Let $T_R$ be the theory of rings in the language $\{+,\cdot,-,0,1\}$. Let $A$ be the set of one-variable sentences which imply commutativity over $T_R$, and let $B$ be the set of one-variable sentences implied by commutativity over $T_R$. Each set is infinite; for $A$ this is a consequence of Jacobson's theorem (e.g. "$\forall x(x\cdot x=x)$" is in $A$), and for $B$ see this earlier question of mine. Note that "one-variable sentence" allows the variable in question to appear under multiple quantifiers, which is the standard convention in finite-variable logic.
Both $A$ and $B$ are lattices in the usual way; moreover, $A$ has a least element ($\perp$) and $B$ has a greatest element ($\top$). However, beyond this it's not clear to me what $A$ and $B$ "look like." To keep things specific, here is a pair of questions I'm interested in:
Does $A$ have a greatest element?
Does $B$ have a least element?
I'm happy with an answer to either; since I don't know which is easier, I'm putting them both here.

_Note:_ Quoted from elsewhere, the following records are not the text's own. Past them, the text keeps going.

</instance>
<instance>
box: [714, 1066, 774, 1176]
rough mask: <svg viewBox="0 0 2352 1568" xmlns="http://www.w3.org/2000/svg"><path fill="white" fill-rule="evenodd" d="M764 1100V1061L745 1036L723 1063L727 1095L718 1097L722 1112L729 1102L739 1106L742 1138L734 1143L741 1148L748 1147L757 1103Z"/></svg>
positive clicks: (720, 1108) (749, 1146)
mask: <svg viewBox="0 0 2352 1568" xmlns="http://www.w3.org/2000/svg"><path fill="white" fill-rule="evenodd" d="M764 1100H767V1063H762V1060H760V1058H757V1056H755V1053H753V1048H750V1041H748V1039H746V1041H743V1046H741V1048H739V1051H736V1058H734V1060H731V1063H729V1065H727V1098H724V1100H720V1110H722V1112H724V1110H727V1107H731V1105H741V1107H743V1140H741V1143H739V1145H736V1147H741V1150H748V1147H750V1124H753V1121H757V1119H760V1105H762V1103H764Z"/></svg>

I'd also be happy(er!) with a result connecting the two questions, e.g. "$A^{\mathit{op}}\cong B$" wouldn't answer either question but would decrease the number of questions by 1.
It's easy to see that commutativity itself is not equivalent to any sentence in $A$ or $B$. This is because if $X$ and $Y$ are rings with (up to isomorphism) the same one-element-generated subrings then $X$ and $Y$ agree on all one-variable sentences, and so freely adjoining two noncommuting variables to $\mathbb{Z}$ gives a noncommutative ring satisfying all the same one-variable sentences as the commutative ring $\mathbb{Z}[X]$. (Note, however, that a one-variable sentence can still hold of all one-element-generated subrings of a given ring while failing of that ring!) But this doesn't answer the question.